Resíduos viram adubo e carvão sustentável em projetos no interior de SP

Iniciativas no interior de São Paulo estão dando nova função a materiais que iriam para o lixo. Em Penápolis, o Departamento Autônomo de Água e Esgoto (DAEP) mantém há seis anos um projeto gratuito que ensina moradores a transformar resíduos orgânicos em adubo por meio da compostagem. Já em São José do Rio Preto, pesquisadores da Unesp estudam o reaproveitamento do bagaço de cana-de-açúcar e da vinhaça para produzir um tipo de carvão capaz de melhorar a fertilidade do solo.
Na compostagem ensinada pelo DAEP, os participantes aprendem em aulas teóricas e práticas a montar e cuidar de uma composteira. No processo, são aproveitados restos de frutas e verduras, cascas de alimentos, folhas, pó de serra e até filtros de papel com borra de café. A coordenadora pedagógica Fernanda Marin Ribeiro explica que a ideia é transformar o material orgânico em um adubo nutritivo.

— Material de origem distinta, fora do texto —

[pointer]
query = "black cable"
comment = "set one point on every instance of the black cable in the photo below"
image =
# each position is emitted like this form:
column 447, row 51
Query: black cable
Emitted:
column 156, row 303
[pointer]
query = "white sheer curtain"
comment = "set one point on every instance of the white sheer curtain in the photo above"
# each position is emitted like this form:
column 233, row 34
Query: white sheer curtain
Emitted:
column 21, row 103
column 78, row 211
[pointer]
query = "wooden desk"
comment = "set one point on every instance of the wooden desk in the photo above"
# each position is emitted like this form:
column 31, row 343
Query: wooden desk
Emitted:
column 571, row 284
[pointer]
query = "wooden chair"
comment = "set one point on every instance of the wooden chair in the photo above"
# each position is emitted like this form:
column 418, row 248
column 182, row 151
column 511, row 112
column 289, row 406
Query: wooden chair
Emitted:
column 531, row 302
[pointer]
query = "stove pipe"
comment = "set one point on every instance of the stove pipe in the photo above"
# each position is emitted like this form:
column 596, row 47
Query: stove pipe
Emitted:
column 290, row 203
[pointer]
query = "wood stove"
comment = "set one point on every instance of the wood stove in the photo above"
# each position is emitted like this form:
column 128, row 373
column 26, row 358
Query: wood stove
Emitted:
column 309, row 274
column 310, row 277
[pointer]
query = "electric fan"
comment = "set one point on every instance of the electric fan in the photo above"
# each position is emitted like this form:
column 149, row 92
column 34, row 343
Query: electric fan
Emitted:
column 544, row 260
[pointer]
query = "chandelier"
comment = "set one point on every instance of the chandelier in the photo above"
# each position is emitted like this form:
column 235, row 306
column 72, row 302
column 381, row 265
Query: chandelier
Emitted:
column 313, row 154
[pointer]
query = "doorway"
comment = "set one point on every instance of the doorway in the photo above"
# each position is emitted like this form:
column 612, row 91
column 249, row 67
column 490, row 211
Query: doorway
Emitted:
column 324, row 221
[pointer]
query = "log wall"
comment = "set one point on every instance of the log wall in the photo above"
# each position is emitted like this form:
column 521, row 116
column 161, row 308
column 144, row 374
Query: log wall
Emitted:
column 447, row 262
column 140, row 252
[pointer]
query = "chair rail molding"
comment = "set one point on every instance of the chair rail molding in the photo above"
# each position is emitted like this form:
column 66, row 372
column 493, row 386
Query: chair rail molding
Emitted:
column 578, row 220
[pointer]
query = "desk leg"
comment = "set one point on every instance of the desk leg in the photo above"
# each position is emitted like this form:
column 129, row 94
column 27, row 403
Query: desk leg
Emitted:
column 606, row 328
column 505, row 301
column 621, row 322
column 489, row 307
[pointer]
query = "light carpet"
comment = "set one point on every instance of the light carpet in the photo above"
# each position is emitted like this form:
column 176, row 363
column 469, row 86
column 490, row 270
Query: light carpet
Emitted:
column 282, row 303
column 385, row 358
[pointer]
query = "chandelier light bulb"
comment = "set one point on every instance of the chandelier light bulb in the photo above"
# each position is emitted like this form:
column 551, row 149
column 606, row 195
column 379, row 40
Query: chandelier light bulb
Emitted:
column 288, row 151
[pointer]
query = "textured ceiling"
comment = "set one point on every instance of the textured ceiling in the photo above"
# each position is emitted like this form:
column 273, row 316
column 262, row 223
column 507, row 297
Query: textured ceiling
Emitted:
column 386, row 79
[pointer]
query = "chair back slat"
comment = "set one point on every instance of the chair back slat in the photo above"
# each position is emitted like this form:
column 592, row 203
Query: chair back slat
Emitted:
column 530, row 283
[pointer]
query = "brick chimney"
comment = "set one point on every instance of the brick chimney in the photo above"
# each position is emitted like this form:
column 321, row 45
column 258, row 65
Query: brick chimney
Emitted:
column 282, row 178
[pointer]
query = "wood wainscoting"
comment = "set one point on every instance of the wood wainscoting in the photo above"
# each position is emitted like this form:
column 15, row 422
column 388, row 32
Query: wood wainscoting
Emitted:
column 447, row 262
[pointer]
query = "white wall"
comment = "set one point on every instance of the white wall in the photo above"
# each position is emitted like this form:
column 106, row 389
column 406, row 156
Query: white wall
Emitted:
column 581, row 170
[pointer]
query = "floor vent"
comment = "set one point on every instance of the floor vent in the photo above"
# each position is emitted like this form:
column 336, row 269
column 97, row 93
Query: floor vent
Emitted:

Ao longo dos seis anos, mais de 1,5 mil pessoas fizeram as capacitações gratuitamente, que também são levadas a escolas e residências. Quem participa recebe uma caixa composteira para continuar a prática em casa. O policial civil Joaquim Soares, que aprendeu a técnica há três meses, conta que a compostagem reduziu em cerca de 60% o lixo produzido em sua casa e que o chorume, líquido escuro rico em nutrientes gerado na decomposição, é diluído em água e usado para regar as plantas. Outro participante, Cássio Cruz, ressalta que os aterros estão lotados e que parte do descarte poderia ser aproveitada como adubo.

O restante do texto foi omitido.